In 2003, Ms. Guenther, working with a team that included Gail Vittori, a sustainability expert who had been designing policy initiatives and protocols and creating standards for green building since the 1980s, and Tom Lent, then the policy director for the Healthy Building Network, created the Green Guide for Healthcare, a set of environmentally conscious, health-based building standards customized for the health care industry.
Modeled after the U.S. Green Building Council’s LEED certification program for rating sustainability in buildings, the guide covered a wide range of topics, including how to avoid toxic chemicals, the importance of natural light to support circadian rhythms, and the need to provide places of respite and connections to nature.
By the second year of its release, the guide had been downloaded 11,000 times in every U.S. state and in more than 80 countries. It became the basis for LEED certification specific to the health care sector.
Still, skeptics felt that green building in the health care industry would be cost-prohibitive. So Ms. Guenther, Ms. Vittori and others conducted two studies that showed that these projects cost nearly the same as conventional ones. In 2007, Ms. Guenther and Ms. Vittori published “Sustainable Healthcare Architecture,” which included case studies of more than 50 projects. In 2014, Ms. Guenther delivered a TedMed talk titled “Why hospitals are making us sick,” which has been viewed tens of thousands of times.
In an email, Mr. Lent said that “Robin understood at a deep level the responsibility of the architect, engineer and interior designer (really everyone involved in bringing buildings into the world) for the health, environmental and social impact of the materials they specified and the designs they created.”
He added that she had “worked tirelessly to wake up the health care industry and the design and construction firms that work with them to this responsibility.”
Robin Gail Guenther was born on Oct. 2, 1954, in Detroit. Her mother, Elinor (Brown) Guenther, was a homemaker, and her father, Robert Guenther, was an executive at the Ford Motor Company. She earned undergraduate and master’s degrees in architecture at the University of Michigan, and a diploma from the Architectural Association in London.

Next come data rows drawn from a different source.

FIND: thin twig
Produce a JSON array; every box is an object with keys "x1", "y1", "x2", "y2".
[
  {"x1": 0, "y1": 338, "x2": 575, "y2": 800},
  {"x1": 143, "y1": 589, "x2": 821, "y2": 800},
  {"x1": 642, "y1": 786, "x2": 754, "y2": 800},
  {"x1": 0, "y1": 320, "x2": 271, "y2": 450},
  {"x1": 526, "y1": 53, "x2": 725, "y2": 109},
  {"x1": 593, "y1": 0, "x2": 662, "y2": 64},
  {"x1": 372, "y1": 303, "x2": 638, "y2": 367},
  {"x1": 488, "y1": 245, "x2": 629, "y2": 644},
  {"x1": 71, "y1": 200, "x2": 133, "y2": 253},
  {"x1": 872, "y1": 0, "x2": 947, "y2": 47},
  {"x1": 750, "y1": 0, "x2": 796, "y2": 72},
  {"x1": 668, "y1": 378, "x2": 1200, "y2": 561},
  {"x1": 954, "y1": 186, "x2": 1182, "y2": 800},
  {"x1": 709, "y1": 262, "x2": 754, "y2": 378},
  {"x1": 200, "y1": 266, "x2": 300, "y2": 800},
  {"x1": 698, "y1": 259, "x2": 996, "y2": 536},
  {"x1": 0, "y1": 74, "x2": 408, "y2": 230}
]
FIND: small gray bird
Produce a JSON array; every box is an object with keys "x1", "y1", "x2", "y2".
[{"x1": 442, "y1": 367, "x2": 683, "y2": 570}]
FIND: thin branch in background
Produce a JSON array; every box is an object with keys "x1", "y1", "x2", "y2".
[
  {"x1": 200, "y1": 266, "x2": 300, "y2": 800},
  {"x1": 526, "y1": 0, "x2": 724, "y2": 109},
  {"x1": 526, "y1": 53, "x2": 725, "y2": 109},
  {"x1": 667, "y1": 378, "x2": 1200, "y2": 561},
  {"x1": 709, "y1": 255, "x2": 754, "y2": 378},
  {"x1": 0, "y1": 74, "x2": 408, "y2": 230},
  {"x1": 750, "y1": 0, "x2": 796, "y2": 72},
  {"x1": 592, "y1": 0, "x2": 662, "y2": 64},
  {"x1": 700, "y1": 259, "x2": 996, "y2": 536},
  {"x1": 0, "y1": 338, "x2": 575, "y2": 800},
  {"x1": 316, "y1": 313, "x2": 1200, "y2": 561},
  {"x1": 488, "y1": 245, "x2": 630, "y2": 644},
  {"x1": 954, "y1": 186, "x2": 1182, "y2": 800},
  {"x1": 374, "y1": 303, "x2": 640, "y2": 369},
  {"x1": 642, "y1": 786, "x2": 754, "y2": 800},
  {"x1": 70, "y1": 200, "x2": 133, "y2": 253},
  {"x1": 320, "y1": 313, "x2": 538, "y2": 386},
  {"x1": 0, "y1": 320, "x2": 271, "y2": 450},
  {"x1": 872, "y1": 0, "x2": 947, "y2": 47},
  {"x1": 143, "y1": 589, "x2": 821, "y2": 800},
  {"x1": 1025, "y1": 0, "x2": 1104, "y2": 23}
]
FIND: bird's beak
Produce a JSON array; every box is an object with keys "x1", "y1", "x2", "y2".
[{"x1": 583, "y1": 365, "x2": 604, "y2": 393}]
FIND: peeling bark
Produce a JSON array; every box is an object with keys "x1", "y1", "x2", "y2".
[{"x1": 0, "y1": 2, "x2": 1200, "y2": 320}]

In addition to her husband, to whom she was married for 38 years, Ms. Guenther is survived by her stepdaughters, Jyllian Gunther and Nicole Palms, two granddaughters and her sisters, Lynn Monahan and Sharon Barnes.
In 2007, Guenther 5 Architects, in Lower Manhattan, where she also lived, was acquired by Perkins & Will, a global architectural firm; Ms. Guenther led its global health practice.
With Perkins & Will, she oversaw projects like the Memorial Sloan Kettering Monmouth Ambulatory Care Center (also known as MSK Monmouth) in New Jersey, a reimagining of a drab 1980s office building into an airy space with woodland views; and the Lucile Packard Children’s Hospital Stanford in Palo Alto, Calif., which opened in 2017 and won a Healthcare Design Award from the American Institute of Architects. It features an abundance of natural light, water-recovery systems for landscape irrigation, a shading system to reduce the need for air conditioning, recycled building materials and a healing garden.
In 2012, Ms. Guenther was among the magazine Fast Company’s “100 Most Creative People in Business.” It noted that she had developed 12 maxims for good practices in design and printed them on posters that she displayed around her work spaces.
“If you don’t know what’s in it, you probably don’t want what’s in it,” one read. Another said, “Consult your nose — if it stinks, don’t use it.”